Spotlight being shone on Scientology's history in Australia

A Current Affair, Australia/September 27, 2016

Allegations of spying and intimidation, the plot to recruit James Packer and how Scientology hoped to take down one of the country's biggest media moguls are all detailed in a new book about the controversial religion's 60-year history in Australia.

Over the last four years, ABC journalist Steve Cannane has spoken with more than 200 former Scientologists as part of his research for his new book, Fair Game - from which the claims in this story have been sourced.

From the early 1960s, damning newspaper headlines threatened the controversial church's foundations in Australia.

So in 1968, Scientology hired private investigator Rex Beaver "to spy on Rupert Murdoch, to spy on 11 parliamentarians, clergymen, psychologists and psychiatrists."

"He ended up going double agent," Cannane told A Current Affair.

"He then gathers all this information, gives it to Rupert Murdoch and the Daily Mirror and they splash two weeks later with a big story about how the Church of Scientology is spying on all these prominent politicians, journalists and clergymen."

It was a big win for Murdoch and a scar that Scientology would carry for decades.

Fast forward to the 1990s and the church saw a chance to strike back with the son of another media mogul.

"James Packer was at a very low point. He was depressed. Tom Cruise had only met James a couple of times previously, but he suggested he get involved in Scientology and a lot of people I spoke to said it helped James," Cannane said.

"But there was another motive at play now. Tom may have wanted to help James, but it seems it was part of a broader plan to get his friend, Lachlan Murdoch, involved."

"If they recruited his son, it'll be payback for Rupert."

But Lachlan Murdoch never got involved in Scientology and once said, "I happen to share my father's views on Scientology, I just don't tweet them."

Despite not being able to convert a member of the Murdoch family, three first grade rugby league players did end up joining the church's high-level Sea Org: Joe Reaiche, Chris Guider and Pat Jarvis.

Under the influence of Chris Guider, Scientology began making inroads into rugby league.

"The St George rugby league team had a situation where there was a Scientology adviser dragging players out of the room before the game and trying to give them advice. This caused massive tension in the team, they didn't like this outsider hovering around," Cannane said.

"It is a fascinating clash of cultures: rugby league and Scientology. And to think that that was going on in the late 70s, early 80s is to me just amazing."

But nothing in Scientology's history could be as fascinating as church leader David Miscavige's interest in Tom Cruise.
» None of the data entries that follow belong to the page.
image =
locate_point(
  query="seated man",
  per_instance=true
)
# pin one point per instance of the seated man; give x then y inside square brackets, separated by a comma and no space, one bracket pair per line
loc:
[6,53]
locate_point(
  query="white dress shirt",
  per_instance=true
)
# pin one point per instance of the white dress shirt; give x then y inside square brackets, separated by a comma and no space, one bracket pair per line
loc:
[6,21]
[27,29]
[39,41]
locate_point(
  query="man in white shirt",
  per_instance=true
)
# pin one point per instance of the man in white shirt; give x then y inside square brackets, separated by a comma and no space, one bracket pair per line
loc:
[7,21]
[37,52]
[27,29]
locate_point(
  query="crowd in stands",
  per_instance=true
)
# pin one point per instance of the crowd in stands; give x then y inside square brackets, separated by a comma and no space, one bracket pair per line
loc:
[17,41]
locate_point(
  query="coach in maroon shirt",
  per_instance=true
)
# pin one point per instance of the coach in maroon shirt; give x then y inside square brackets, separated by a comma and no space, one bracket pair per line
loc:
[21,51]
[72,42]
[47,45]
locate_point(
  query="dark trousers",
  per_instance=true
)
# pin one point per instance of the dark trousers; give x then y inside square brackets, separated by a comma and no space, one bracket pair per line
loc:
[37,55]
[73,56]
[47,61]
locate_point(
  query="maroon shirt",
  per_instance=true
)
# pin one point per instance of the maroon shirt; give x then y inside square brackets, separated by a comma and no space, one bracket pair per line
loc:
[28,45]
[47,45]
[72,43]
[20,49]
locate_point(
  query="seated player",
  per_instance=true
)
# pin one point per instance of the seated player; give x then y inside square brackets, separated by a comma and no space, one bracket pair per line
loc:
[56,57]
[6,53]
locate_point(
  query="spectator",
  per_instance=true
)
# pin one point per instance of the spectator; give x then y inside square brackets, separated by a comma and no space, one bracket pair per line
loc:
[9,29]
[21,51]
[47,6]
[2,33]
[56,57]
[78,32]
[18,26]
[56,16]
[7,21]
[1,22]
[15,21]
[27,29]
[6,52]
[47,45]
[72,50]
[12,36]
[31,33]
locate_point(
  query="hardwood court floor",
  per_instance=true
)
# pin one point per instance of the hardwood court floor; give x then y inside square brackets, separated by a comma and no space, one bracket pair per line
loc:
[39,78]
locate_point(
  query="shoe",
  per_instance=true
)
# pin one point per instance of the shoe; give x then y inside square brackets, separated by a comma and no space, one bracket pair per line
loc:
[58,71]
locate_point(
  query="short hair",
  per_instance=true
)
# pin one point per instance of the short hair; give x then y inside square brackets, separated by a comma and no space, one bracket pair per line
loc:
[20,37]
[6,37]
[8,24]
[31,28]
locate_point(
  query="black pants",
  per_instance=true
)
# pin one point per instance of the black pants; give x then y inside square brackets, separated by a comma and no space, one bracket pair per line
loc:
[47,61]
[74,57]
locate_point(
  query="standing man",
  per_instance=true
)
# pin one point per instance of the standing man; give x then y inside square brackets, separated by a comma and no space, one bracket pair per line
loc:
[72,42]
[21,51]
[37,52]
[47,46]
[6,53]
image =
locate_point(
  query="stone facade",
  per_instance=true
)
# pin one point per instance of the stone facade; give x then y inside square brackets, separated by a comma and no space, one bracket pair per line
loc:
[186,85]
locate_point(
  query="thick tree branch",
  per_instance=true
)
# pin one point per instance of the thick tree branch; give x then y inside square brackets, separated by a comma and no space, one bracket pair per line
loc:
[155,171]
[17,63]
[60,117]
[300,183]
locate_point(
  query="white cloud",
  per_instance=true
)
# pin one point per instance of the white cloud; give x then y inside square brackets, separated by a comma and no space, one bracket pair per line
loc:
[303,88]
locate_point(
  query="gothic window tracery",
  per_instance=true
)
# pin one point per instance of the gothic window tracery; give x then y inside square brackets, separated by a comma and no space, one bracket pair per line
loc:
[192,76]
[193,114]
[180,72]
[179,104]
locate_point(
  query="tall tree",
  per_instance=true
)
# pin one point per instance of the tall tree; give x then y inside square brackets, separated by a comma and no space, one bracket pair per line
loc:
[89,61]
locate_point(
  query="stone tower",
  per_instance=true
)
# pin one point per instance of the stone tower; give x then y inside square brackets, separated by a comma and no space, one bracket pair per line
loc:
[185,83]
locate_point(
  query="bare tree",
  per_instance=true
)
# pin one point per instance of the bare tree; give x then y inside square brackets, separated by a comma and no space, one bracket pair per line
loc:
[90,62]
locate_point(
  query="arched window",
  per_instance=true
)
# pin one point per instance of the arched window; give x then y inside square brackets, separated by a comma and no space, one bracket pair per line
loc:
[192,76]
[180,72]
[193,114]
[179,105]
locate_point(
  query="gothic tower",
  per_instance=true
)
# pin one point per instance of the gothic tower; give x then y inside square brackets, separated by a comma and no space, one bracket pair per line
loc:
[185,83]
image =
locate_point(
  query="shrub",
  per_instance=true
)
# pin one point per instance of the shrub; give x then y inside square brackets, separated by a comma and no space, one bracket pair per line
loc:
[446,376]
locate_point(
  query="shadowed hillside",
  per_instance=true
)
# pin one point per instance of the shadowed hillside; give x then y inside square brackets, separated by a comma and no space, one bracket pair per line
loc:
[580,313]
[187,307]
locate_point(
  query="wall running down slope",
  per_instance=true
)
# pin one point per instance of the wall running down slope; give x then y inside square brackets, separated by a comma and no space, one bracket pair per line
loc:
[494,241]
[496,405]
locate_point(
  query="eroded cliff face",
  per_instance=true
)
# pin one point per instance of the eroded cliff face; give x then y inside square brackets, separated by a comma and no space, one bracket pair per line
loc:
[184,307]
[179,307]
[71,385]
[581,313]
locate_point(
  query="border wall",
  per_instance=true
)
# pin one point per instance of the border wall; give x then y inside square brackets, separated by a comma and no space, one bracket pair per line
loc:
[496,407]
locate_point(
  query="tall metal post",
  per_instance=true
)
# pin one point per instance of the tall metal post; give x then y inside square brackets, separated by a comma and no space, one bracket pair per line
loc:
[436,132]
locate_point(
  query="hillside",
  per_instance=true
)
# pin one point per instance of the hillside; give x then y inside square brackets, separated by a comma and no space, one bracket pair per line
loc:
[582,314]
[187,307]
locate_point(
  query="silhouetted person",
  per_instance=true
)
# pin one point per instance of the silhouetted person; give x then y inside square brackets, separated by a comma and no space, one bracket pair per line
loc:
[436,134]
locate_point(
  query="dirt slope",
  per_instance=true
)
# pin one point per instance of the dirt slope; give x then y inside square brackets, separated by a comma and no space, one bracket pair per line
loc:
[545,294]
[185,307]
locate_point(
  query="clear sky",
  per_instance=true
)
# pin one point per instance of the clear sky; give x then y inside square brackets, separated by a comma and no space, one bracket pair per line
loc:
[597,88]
"David Miscavige, Scientology's leader, had heard that Tom Cruise wanted to run through a field of flowers with Nicole Kidman, so Sea Org personnel were told they had to work through the night," Cannane said.
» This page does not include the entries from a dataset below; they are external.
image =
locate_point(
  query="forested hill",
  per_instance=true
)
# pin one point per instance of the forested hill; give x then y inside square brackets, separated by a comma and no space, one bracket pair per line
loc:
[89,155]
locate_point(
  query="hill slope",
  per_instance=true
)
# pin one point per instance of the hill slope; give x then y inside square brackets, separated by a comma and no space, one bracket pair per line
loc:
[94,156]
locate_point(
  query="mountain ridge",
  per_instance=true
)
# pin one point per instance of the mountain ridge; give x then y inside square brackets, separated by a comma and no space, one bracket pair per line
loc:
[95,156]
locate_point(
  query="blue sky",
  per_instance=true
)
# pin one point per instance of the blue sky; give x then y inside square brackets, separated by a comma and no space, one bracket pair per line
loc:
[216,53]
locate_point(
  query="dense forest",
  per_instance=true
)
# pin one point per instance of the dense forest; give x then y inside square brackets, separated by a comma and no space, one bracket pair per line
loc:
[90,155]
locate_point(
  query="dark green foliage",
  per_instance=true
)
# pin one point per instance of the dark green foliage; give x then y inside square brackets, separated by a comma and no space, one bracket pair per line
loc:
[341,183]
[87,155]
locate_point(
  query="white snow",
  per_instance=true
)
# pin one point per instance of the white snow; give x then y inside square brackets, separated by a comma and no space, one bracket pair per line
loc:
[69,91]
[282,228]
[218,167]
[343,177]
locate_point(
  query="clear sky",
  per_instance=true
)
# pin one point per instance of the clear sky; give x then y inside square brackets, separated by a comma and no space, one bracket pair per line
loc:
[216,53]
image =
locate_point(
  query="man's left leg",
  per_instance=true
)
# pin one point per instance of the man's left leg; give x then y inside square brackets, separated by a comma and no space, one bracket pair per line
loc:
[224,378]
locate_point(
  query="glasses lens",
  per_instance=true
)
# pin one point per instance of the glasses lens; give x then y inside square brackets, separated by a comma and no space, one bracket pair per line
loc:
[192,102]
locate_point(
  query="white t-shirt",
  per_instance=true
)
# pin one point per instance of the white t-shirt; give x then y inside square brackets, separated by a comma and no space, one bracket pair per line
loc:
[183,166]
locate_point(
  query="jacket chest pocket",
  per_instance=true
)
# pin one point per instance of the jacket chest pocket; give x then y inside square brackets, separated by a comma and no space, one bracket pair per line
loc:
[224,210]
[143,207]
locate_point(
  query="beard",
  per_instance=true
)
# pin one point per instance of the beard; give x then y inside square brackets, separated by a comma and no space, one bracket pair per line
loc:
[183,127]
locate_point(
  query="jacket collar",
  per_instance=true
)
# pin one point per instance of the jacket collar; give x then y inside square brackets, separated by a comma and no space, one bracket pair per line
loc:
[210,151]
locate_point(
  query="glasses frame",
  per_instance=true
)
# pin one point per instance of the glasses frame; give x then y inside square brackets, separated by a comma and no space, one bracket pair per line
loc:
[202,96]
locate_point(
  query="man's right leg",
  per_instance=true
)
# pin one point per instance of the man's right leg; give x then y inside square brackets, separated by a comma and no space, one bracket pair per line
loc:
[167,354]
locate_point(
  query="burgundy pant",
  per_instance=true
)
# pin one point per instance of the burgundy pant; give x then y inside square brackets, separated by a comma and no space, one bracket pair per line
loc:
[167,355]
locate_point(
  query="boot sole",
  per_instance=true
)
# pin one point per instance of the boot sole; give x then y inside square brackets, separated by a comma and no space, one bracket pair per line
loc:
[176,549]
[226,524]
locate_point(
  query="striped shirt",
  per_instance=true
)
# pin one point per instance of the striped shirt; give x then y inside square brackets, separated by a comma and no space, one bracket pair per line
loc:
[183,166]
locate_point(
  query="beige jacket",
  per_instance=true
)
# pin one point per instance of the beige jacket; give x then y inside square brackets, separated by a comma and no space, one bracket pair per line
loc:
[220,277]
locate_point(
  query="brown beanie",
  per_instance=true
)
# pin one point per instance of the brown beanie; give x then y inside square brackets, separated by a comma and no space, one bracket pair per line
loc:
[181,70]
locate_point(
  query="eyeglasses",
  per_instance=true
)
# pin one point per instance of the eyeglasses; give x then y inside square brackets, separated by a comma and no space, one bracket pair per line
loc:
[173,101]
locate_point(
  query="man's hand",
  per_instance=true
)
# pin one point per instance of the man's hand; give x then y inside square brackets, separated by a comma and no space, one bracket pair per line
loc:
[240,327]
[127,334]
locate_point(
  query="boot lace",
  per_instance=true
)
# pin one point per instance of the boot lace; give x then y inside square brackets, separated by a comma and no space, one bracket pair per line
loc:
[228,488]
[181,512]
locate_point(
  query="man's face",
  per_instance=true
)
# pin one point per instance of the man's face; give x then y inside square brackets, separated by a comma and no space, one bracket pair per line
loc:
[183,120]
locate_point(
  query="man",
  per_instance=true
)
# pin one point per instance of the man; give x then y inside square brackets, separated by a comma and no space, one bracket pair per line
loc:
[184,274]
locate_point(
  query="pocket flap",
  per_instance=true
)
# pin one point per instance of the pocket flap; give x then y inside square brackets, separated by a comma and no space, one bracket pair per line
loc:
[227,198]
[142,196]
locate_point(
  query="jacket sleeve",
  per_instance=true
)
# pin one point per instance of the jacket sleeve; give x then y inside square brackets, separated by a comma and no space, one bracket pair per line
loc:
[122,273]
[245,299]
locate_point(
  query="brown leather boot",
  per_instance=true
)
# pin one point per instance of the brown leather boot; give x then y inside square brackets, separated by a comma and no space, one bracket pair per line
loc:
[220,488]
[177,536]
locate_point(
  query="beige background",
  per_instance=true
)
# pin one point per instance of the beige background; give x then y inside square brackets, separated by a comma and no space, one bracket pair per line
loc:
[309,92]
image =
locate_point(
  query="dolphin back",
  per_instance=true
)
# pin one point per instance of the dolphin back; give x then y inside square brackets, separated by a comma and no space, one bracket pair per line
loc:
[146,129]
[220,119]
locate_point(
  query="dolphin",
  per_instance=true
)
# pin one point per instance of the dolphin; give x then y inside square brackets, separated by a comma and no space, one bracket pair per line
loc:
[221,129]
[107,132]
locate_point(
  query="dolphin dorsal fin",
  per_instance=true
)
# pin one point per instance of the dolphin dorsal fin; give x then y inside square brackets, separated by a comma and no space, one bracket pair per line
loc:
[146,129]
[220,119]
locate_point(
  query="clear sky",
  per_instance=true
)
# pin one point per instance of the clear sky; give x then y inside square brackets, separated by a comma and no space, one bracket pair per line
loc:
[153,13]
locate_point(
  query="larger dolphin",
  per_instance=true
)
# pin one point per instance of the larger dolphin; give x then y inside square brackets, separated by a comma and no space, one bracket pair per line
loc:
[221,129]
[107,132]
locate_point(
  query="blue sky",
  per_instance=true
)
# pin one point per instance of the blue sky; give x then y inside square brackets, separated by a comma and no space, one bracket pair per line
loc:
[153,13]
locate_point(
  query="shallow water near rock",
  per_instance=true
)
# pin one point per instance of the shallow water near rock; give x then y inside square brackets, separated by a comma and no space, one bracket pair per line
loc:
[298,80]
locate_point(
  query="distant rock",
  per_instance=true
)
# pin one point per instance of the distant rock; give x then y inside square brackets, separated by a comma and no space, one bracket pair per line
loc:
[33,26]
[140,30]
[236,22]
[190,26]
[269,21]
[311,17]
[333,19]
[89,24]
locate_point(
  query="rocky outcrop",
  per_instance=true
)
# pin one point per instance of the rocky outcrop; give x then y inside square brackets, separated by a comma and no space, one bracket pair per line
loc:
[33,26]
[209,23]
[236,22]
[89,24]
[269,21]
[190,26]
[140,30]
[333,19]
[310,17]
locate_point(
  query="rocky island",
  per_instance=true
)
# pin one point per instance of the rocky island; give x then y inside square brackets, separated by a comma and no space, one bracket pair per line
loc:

But Kidman soon got sick of Miscavige's intervention in Scientology's most-important couple.

"She got increasingly irritated by the behaviour of David Miscavige and she was able to get Tom Cruise to drift from Scientology for a period of about five years," Cannane said.
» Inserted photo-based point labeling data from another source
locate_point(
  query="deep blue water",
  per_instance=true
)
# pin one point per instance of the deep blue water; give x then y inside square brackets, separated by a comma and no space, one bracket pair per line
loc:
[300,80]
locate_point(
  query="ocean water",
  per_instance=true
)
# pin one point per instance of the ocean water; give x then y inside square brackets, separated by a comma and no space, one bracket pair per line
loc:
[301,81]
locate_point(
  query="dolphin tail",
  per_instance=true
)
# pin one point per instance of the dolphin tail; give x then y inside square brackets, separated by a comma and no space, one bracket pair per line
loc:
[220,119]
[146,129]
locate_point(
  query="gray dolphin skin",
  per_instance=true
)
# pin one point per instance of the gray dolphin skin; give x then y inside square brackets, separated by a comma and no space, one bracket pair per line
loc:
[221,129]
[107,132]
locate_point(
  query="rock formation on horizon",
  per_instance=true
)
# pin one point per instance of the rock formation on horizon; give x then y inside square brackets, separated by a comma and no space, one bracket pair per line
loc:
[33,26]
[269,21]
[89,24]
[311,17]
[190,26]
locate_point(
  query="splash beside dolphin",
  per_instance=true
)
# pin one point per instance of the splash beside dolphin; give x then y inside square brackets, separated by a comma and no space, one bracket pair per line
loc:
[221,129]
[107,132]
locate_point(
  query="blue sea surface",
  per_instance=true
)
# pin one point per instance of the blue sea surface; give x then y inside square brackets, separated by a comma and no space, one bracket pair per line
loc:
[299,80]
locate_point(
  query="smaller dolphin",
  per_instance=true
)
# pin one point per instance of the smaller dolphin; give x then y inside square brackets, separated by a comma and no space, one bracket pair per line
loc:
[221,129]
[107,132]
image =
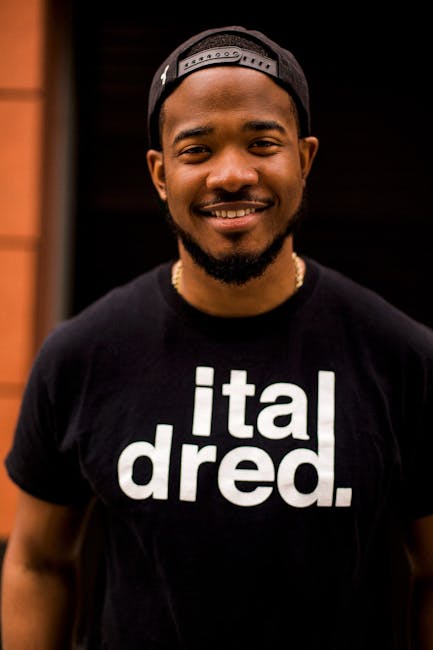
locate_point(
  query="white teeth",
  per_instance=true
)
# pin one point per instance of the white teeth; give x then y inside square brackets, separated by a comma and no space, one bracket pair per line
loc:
[232,214]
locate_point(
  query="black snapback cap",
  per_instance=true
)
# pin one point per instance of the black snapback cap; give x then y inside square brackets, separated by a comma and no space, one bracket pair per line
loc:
[280,64]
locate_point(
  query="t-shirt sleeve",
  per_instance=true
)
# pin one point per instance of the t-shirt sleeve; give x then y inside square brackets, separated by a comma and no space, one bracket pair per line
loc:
[419,445]
[44,459]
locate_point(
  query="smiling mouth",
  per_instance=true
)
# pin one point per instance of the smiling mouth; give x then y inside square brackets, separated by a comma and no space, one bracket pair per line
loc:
[232,214]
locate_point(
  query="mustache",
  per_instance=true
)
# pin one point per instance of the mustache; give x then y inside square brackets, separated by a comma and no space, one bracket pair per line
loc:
[229,197]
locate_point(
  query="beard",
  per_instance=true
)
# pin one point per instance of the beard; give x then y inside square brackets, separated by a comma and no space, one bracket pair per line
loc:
[236,268]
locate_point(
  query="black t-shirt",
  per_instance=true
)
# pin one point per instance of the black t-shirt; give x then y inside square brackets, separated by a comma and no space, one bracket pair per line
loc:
[255,475]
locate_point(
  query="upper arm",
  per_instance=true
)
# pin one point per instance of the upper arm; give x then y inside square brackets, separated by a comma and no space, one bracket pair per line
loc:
[45,534]
[420,545]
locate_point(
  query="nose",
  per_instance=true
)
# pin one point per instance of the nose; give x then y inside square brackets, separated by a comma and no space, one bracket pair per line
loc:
[231,170]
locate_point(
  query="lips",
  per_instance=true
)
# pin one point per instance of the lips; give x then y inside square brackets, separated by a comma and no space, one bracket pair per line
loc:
[232,214]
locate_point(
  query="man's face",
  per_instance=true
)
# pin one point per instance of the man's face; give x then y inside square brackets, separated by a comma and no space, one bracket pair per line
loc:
[232,168]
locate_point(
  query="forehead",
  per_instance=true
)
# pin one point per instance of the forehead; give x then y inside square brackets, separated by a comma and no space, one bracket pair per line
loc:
[227,89]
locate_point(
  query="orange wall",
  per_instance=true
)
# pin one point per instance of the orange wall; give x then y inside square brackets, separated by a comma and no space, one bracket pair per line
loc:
[21,112]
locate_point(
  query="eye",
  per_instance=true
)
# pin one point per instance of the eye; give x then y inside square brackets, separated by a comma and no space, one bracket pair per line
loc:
[194,151]
[264,146]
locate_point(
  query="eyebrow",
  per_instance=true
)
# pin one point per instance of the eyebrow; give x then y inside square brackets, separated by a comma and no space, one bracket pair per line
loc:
[252,125]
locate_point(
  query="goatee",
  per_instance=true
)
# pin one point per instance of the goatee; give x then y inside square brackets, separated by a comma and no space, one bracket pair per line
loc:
[235,268]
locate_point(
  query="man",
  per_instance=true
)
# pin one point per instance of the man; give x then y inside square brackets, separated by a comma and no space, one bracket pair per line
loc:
[254,428]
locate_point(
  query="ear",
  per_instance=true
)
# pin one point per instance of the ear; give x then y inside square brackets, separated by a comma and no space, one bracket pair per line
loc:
[155,163]
[307,151]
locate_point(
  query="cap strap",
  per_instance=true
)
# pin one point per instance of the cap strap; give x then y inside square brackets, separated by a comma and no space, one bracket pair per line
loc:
[222,55]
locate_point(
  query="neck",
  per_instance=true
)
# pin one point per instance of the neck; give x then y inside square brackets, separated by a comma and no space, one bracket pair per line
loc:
[281,280]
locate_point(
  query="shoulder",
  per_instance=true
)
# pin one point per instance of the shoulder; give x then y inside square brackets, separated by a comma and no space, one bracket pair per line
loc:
[125,311]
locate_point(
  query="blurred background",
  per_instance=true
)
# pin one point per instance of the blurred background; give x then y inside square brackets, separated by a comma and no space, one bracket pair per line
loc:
[77,211]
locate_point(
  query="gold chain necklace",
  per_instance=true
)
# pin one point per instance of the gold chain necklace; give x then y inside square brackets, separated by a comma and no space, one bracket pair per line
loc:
[299,273]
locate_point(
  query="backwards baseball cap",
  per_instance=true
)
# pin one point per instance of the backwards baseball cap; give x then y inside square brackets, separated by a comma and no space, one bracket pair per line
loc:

"I've been told by former senior Scientologists that Miscavige wanted Michael Dovan, his personal assistant, to sow a seed in Tom's ear that Nicole was the wrong person and that he should leave her."

In February 2001, their marriage was no more.

But it's not just celebrities, athletes and high-flying media executives that Scientology has taken aim at.

Anyone reporting on the church's activities is on notice.

"The do anything they can do derail your stories," Cannane said.

"In the US, they tried to frame one journalist. Paulette Cooper. They tried to frame her for a bomb hoax. They also leafletted her apartment block and said that she was a prostitute who had venereal disease who molested children."

"Yes, there are risks," Cannane admits of taking on the church himself.

"But I think it's worth it. I think this organisation needs to have a bit of a spotlight shone on it."